C is not assembly and hasn't been for a very long time. But I think when people ...

stcredzero · on March 25, 2012

might map to hundreds if not thousands of instructions. Or it might map to the same one or two that C would emit. It's impossible to know and there is no reasonable upper bound on what could happen.

Over every possible piece of code that could be compiled anywhere, this might well be true. But for a properly informed programmer for a given piece of code, not so much.

kevinnk · on March 25, 2012

>But for a properly informed programmer for a given piece of code, not so much.

There are a couple reasons that even for "informed" programmers this is still important

1) For most dynamic languages, even simple operations can take a highly variable amount of time to execute. How many instructions does an array access take in Javascript? The answer depends on everything from the state of the JIT to the types involved, both of which are usually impossible to know before hand. In C we can answer this pretty easily.

2) The modern trend is towards writing more and more generic code. Even for statically compiled languages like C++ and Haskell, the actual underlying operations are purposely* abstracted away from you. Unless you know every possible instance that your code could be used it is impossible to know how long any operation will take.

And all this is assuming that the programmer knows everything about their compiler, assembler, standard library, imported libraries, ect, which isn't true for all but the most expert programmers.

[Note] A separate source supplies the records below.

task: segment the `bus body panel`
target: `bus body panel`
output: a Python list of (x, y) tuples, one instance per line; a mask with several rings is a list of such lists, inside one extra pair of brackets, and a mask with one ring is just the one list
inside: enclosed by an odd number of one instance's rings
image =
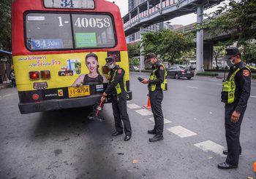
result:
[[(41, 0), (16, 0), (12, 6), (12, 55), (40, 55), (40, 54), (60, 54), (65, 53), (64, 51), (49, 51), (49, 52), (31, 52), (28, 50), (24, 43), (24, 24), (23, 15), (26, 12), (94, 12), (97, 13), (110, 13), (115, 19), (115, 28), (118, 32), (117, 45), (112, 48), (112, 51), (127, 51), (127, 45), (125, 41), (123, 21), (121, 17), (120, 10), (116, 4), (106, 1), (105, 0), (95, 1), (95, 9), (46, 9), (42, 4)], [(20, 43), (17, 43), (19, 41)], [(102, 52), (108, 51), (105, 49), (80, 49), (75, 50), (75, 52)], [(75, 52), (69, 51), (69, 52)]]
[[(89, 73), (85, 57), (89, 52), (98, 56), (99, 73), (104, 76), (102, 67), (105, 59), (111, 54), (119, 60), (117, 64), (126, 71), (127, 100), (132, 99), (129, 91), (129, 71), (127, 46), (123, 23), (118, 7), (109, 1), (95, 0), (94, 9), (48, 9), (42, 0), (16, 0), (12, 3), (12, 49), (14, 68), (17, 82), (21, 114), (77, 108), (94, 105), (99, 102), (107, 87), (106, 81), (99, 85), (86, 85), (90, 90), (86, 95), (72, 96), (70, 91), (75, 89), (74, 81)], [(116, 46), (110, 48), (91, 48), (72, 49), (31, 50), (26, 46), (26, 15), (29, 13), (66, 13), (66, 14), (102, 14), (110, 15), (116, 39)], [(50, 31), (50, 29), (49, 29)], [(77, 65), (79, 71), (77, 71)], [(69, 66), (69, 70), (67, 67)], [(50, 78), (29, 79), (29, 72), (50, 71)], [(105, 75), (107, 79), (107, 75)], [(38, 87), (43, 84), (44, 87)], [(83, 86), (83, 85), (82, 85)], [(100, 86), (100, 90), (99, 90)], [(102, 87), (104, 90), (102, 90)], [(84, 89), (83, 89), (84, 90)], [(110, 97), (107, 103), (110, 103)]]

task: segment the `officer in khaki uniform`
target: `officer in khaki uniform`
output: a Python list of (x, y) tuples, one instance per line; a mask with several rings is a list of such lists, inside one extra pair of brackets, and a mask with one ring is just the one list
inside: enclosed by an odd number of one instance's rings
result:
[(132, 128), (127, 113), (127, 85), (124, 78), (125, 71), (116, 64), (116, 60), (113, 57), (106, 58), (106, 66), (110, 69), (108, 74), (108, 85), (103, 92), (102, 101), (105, 100), (108, 95), (111, 95), (112, 108), (115, 119), (116, 132), (112, 136), (117, 136), (124, 133), (124, 141), (131, 139)]
[(162, 111), (162, 101), (164, 98), (162, 91), (167, 90), (167, 71), (165, 66), (158, 61), (154, 53), (148, 53), (146, 59), (152, 65), (152, 71), (149, 80), (144, 79), (141, 82), (148, 84), (149, 98), (155, 124), (153, 130), (148, 130), (148, 133), (155, 135), (153, 138), (149, 138), (149, 141), (156, 142), (164, 139), (162, 135), (164, 116)]
[(240, 146), (240, 130), (247, 101), (251, 92), (251, 71), (241, 60), (241, 53), (236, 47), (226, 49), (227, 64), (230, 72), (222, 83), (222, 101), (225, 106), (225, 127), (227, 150), (226, 161), (218, 164), (219, 169), (237, 168)]

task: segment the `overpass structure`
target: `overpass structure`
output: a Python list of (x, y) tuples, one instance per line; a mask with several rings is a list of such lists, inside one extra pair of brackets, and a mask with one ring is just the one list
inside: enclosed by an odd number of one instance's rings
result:
[[(127, 36), (152, 24), (166, 21), (190, 13), (197, 13), (197, 23), (203, 20), (203, 10), (225, 0), (147, 0), (133, 8), (123, 17), (125, 35)], [(197, 31), (197, 71), (203, 71), (203, 32)], [(140, 52), (143, 50), (141, 46)], [(141, 53), (140, 53), (141, 54)], [(140, 69), (144, 68), (143, 56), (140, 56)]]

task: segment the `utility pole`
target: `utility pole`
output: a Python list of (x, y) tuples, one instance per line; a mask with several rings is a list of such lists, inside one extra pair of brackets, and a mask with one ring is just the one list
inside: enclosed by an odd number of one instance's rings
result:
[[(198, 4), (197, 7), (197, 24), (201, 25), (203, 20), (203, 5)], [(197, 72), (204, 72), (203, 68), (203, 31), (197, 30)]]

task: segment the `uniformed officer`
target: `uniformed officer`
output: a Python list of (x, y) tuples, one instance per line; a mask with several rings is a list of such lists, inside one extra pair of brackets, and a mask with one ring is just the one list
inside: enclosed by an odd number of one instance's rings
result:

*Admittedly, the actual length of time it takes is dependent on the state of the processor which can be very difficult to predict, but we will have a lot more information than we would have had otherwise.

stcredzero · on March 25, 2012

You need to take both the "informed" and "given." Not all pieces of code are "cross platform" and even within that, there's different levels.

In other words, you're talking about one end of the spectrum. You are right, though, that things are moving in that direction.

derleth · on March 25, 2012

In general, I agree with you. I just feel the need to expand on a few points.

> in C you both control the memory layout of data types very finely

True to an extent.

> code maps very directly to an equivalent assembly construct

True but less and less relevant.

Here's where C disconnects you from the processor in the ways that matter most:

1. malloc()/free() are too high-level: You can't control where the allocation subsystem gets your next chunk from, you can't see whether your malloc arena is getting full, you can't see whether you're about to double-free something, and you have no way to recover from a failure to allocate (if that's even possible on your OS).

2. C has no concept of cache; admittedly, assembly usually tries to hide it from you to an extent as well, but assembly language at least has hooks into the cache hardware in the form of memory barriers. C doesn't even have that much.

3. C completely hides the processor status word from you. A minor concern, usually, except in precisely the kind of tight loops people most advocate C for.

4. C has no concept of out-of-order execution or opcode pairing or pipelining in general. Just hope your compiler does.

So, added up, that means C is farther and farther from the hardware all the time. It was reasonably close on the PDP-7 where it was born, was fortuitously even closer to the PDP-11 where it was later implemented, and remained fairly good for a while after, but once you get to dual-core superscalar designs with cache hierarchies and SIMD hardware, you have to rely on the compiler to turn your C into good assembly. Which is, really, a lot like what you do when you write Haskell.